オーバーステイから結婚した場合、配偶者ビザは取得できる?手続きや注意点を解説
オーバーステイで結婚した場合の配偶者ビザ
外国人が日本に在留するためには、在留資格と在留期間を守る必要があります。
しかし、さまざまな事情により在留期間を過ぎてしまい、いわゆるオーバーステイ(不法残留)の状態になることがあります。
そのような状況で日本人と結婚した場合、
- 配偶者ビザは取得できるのか
- 日本にそのまま在留できるのか
と疑問に思う方もいるかもしれません。
オーバーステイの状態で結婚した場合でも、事情によっては配偶者ビザの取得が検討されることがあります。
ただし、通常の申請とは異なり、手続きや審査には注意が必要です。
オーバーステイとは
オーバーステイとは、許可された在留期間を過ぎても日本に滞在している状態をいいます。
在留期間を過ぎて日本に滞在している場合には、入管法上の違反となり、不法残留として扱われることがあります。
オーバーステイの状態になると、
- 退去強制手続
- 出国命令制度
などの対象となる可能性があります。
オーバーステイでも結婚はできる
オーバーステイの状態であっても、日本人と結婚すること自体は可能です。
婚姻届は市区町村に提出することで受理されます。
ただし、婚姻が成立したからといって、自動的に日本で在留できるわけではありません。
在留資格については、入管の手続きが必要になります。
配偶者ビザ取得のための手続き
オーバーステイの状態で配偶者ビザを取得する場合、通常の配偶者ビザ申請とは異なる手続きになることがあります。
一般的には次のような流れになることがあります。
出国して申請するケース
オーバーステイの場合、一度日本を出国し、海外から配偶者ビザの申請を行うことが検討されることがあります。
ただし、オーバーステイの期間などによっては、再入国が制限される可能性があります。
在留特別許可が検討されるケース
事情によっては、日本に滞在したまま在留特別許可が検討されることがあります。
在留特別許可は、個別の事情を考慮して法務大臣の判断により在留が認められる制度です。

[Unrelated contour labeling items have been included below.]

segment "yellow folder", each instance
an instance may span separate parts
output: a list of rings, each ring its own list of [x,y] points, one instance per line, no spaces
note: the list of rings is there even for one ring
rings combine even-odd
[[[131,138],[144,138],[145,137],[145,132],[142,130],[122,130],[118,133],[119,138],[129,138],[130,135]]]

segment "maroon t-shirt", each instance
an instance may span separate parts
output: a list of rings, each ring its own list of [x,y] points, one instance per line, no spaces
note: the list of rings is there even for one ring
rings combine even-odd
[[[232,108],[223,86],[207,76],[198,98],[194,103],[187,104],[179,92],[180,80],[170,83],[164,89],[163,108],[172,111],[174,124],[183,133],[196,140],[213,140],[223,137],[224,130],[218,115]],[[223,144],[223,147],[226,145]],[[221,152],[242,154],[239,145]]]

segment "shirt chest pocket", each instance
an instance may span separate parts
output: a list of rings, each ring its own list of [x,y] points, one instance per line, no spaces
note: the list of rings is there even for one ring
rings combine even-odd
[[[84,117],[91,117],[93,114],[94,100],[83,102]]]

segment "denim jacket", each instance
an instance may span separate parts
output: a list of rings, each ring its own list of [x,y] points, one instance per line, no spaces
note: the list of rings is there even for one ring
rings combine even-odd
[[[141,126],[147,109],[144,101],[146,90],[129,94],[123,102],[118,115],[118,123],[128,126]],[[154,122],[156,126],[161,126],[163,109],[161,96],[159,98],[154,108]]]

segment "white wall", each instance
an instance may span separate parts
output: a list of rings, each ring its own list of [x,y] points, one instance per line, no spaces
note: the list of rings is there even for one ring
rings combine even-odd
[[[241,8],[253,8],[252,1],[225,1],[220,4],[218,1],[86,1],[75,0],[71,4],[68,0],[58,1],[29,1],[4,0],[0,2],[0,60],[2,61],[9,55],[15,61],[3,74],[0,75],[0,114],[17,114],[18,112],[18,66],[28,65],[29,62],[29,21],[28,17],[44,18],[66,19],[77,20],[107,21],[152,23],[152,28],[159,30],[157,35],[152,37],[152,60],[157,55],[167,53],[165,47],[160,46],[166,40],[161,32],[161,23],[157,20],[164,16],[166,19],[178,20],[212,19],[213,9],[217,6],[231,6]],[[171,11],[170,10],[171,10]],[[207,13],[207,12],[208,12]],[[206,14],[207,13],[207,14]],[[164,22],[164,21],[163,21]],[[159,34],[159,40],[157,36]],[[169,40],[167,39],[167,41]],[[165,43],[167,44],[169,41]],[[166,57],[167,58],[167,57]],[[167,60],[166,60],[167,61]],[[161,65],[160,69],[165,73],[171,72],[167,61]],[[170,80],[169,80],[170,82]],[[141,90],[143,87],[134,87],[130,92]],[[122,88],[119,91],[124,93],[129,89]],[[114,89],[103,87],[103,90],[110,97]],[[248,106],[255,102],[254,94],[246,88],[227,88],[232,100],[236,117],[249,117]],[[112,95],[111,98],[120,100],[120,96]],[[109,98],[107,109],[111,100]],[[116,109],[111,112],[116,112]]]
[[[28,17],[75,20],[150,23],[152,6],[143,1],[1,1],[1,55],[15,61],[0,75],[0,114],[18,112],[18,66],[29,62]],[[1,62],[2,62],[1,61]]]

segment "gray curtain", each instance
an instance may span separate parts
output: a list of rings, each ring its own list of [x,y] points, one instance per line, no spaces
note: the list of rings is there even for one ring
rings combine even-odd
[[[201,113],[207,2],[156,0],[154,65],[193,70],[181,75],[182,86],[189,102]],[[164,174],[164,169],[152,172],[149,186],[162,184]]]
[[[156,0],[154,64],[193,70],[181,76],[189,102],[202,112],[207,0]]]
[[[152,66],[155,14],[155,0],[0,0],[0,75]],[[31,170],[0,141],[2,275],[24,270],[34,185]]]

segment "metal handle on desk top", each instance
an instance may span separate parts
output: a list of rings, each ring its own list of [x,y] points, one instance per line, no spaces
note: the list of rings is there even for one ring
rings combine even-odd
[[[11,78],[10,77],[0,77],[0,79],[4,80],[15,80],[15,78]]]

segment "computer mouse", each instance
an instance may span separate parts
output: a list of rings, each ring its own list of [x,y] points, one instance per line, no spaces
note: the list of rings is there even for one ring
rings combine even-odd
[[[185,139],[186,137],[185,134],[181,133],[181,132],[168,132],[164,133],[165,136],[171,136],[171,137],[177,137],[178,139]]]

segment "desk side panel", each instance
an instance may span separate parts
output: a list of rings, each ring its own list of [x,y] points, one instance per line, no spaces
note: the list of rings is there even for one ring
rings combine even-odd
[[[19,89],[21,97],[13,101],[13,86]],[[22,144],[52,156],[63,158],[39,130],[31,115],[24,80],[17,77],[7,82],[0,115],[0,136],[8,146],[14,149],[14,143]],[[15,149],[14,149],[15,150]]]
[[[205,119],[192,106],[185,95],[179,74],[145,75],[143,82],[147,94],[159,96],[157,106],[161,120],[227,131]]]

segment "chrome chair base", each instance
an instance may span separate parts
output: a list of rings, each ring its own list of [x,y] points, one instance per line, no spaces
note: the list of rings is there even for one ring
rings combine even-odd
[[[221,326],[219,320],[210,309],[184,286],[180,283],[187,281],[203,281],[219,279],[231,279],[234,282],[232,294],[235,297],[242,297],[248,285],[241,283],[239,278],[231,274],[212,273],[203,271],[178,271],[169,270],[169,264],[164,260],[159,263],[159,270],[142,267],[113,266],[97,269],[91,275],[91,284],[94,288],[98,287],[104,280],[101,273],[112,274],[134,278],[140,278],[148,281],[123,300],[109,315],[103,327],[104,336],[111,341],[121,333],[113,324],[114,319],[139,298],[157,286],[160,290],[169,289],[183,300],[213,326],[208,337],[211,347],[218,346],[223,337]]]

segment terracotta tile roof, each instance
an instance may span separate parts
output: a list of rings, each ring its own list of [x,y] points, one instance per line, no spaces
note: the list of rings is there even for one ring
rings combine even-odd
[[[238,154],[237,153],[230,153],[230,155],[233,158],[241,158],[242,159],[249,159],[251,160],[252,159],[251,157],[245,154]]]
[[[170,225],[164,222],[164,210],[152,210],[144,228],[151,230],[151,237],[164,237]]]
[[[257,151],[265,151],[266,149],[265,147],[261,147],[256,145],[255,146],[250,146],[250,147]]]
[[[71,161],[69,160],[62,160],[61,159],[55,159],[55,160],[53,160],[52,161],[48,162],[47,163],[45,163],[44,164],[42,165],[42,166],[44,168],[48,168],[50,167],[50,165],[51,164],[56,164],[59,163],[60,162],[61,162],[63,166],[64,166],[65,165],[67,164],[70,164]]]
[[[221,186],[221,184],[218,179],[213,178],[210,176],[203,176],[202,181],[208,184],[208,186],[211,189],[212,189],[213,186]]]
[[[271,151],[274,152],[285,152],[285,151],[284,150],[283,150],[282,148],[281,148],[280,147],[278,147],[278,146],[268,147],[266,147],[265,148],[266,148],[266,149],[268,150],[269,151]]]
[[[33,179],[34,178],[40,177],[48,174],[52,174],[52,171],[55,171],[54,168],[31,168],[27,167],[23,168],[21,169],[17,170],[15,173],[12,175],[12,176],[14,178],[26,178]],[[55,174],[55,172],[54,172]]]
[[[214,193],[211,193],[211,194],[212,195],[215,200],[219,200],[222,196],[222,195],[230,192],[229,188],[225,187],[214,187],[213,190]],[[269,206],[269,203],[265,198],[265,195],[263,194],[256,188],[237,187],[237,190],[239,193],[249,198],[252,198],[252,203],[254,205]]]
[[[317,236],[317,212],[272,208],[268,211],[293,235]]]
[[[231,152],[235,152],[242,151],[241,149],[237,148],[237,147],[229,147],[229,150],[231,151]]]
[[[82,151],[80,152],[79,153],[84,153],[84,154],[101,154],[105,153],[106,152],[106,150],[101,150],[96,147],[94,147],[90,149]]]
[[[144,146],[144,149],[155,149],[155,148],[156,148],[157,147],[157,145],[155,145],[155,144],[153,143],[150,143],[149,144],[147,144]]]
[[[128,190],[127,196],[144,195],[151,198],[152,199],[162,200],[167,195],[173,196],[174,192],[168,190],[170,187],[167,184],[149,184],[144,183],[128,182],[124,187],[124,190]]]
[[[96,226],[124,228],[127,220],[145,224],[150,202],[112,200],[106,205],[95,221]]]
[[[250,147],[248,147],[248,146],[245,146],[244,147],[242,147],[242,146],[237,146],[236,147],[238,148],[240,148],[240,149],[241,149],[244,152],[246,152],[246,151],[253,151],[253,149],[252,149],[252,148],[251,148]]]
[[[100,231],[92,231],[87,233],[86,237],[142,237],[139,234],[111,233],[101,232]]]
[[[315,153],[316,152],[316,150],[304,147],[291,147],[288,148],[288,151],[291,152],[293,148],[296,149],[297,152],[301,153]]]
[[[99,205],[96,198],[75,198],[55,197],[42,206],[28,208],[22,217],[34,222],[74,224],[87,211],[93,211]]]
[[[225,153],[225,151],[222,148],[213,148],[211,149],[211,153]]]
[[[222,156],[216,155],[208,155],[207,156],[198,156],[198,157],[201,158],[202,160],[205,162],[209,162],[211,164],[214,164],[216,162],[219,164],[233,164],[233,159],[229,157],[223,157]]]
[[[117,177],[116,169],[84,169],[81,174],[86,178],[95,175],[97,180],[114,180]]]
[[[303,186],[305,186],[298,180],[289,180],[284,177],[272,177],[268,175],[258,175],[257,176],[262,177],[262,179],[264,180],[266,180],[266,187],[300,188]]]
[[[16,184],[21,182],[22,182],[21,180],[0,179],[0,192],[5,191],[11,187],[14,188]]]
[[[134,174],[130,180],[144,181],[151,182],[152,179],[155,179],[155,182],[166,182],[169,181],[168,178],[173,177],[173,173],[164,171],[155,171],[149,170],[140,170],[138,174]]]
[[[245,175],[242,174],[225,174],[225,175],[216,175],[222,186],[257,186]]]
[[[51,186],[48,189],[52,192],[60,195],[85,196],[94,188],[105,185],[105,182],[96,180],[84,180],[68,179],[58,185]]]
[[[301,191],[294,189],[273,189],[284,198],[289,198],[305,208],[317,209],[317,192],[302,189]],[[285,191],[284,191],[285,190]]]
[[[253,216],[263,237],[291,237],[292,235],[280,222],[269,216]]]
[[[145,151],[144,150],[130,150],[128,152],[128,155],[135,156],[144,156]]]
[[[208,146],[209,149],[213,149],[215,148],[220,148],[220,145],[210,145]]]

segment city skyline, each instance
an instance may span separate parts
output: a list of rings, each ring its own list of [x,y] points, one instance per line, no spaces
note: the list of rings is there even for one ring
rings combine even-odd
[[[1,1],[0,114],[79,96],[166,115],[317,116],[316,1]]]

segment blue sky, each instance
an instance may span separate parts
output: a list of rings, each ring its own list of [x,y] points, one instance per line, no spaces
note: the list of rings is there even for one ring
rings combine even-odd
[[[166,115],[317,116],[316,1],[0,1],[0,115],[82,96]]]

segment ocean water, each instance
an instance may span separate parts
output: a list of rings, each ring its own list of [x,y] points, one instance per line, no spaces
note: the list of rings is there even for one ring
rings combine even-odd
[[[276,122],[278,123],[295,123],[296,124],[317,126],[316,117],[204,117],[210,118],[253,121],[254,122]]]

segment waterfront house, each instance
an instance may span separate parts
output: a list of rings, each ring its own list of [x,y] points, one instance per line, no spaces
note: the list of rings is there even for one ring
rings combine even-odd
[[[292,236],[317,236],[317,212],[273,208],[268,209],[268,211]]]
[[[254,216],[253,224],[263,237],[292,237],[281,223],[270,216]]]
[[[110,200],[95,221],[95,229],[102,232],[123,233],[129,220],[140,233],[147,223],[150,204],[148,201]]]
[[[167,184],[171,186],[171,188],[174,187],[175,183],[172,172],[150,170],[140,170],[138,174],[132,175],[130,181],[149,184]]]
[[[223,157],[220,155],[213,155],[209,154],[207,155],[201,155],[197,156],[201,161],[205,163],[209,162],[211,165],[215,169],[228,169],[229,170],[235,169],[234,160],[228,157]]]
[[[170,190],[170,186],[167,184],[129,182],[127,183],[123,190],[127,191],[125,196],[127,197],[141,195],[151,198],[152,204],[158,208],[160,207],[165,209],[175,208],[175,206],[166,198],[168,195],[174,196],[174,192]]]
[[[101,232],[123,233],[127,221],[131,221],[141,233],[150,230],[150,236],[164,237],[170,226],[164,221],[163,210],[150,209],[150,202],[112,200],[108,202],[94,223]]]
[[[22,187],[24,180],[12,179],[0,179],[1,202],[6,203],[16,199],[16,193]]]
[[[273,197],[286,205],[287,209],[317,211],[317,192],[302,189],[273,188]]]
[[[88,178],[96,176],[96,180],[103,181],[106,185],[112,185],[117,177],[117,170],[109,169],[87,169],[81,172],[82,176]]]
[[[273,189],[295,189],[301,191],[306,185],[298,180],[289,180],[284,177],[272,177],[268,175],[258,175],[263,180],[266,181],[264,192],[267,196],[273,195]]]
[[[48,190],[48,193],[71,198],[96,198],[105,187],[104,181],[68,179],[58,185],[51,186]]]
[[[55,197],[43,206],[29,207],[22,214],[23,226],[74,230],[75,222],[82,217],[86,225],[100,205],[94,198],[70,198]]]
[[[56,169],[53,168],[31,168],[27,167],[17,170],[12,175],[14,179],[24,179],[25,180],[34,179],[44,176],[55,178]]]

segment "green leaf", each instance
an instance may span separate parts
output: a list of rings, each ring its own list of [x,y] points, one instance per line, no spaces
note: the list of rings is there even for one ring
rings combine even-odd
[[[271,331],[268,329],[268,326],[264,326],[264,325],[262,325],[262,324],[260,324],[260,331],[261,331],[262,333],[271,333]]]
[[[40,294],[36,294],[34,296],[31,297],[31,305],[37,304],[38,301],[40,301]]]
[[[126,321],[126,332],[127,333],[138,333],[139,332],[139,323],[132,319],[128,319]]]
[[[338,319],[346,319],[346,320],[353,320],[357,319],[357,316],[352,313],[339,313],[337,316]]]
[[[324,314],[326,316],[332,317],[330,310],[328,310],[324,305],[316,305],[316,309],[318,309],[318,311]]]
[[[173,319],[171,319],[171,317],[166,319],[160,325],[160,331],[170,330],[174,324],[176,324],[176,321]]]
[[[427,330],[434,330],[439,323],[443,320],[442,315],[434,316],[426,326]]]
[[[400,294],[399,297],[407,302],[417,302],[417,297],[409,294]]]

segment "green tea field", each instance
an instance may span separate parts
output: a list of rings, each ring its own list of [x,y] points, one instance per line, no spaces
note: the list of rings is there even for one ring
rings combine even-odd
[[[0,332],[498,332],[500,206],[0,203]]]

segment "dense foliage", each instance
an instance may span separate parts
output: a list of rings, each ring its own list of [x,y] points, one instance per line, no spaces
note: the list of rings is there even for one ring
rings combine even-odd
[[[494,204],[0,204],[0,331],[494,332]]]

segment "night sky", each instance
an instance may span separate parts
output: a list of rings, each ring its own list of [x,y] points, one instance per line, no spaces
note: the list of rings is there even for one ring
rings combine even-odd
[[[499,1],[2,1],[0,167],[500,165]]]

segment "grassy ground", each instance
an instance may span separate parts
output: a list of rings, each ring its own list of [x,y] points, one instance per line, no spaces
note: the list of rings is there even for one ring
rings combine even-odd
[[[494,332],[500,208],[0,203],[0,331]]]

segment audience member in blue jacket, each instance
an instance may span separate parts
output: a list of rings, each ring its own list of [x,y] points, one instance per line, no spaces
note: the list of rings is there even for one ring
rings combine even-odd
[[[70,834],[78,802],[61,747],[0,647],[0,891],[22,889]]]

ただし、すべてのケースで認められるわけではなく、個別の事情が考慮されます。
審査で確認されるポイント
オーバーステイから配偶者ビザを検討する場合、さまざまな事情が確認されることがあります。
例えば次のような点です。
- 婚姻の実態
- 夫婦関係の状況
- 日本での生活状況
- オーバーステイの経緯
配偶者ビザの審査では、形式的な結婚ではないかどうかも確認されることがあります。
そのため、結婚の経緯や夫婦関係について説明できる資料を準備することが重要になります。
オーバーステイの場合は早めに状況を整理することが重要
オーバーステイの状態で結婚した場合には、通常の配偶者ビザ申請とは異なる対応が必要になることがあります。
そのため、
- 在留状況
- 婚姻の経緯
- 生活状況
などを整理しておくことが大切です。
状況によって適切な手続きが異なることがあるため、早めに対応を検討することが重要になります。
配偶者ビザの申請では個別事情が考慮される
オーバーステイの状態から配偶者ビザを取得できるかどうかは、個別の事情によって判断されることがあります。
例えば、
- オーバーステイの期間
- 日本での生活状況
- 夫婦関係の実態
などが総合的に確認されることがあります。
そのため、申請を検討する際には状況を整理し、適切な手続きを行うことが重要になります。
ビザについてさらに知りたい方へ
在留資格(ビザ)の種類や申請の流れ、注意点などについて全体を知りたい方は、「ビザの記事まとめ」もご覧ください。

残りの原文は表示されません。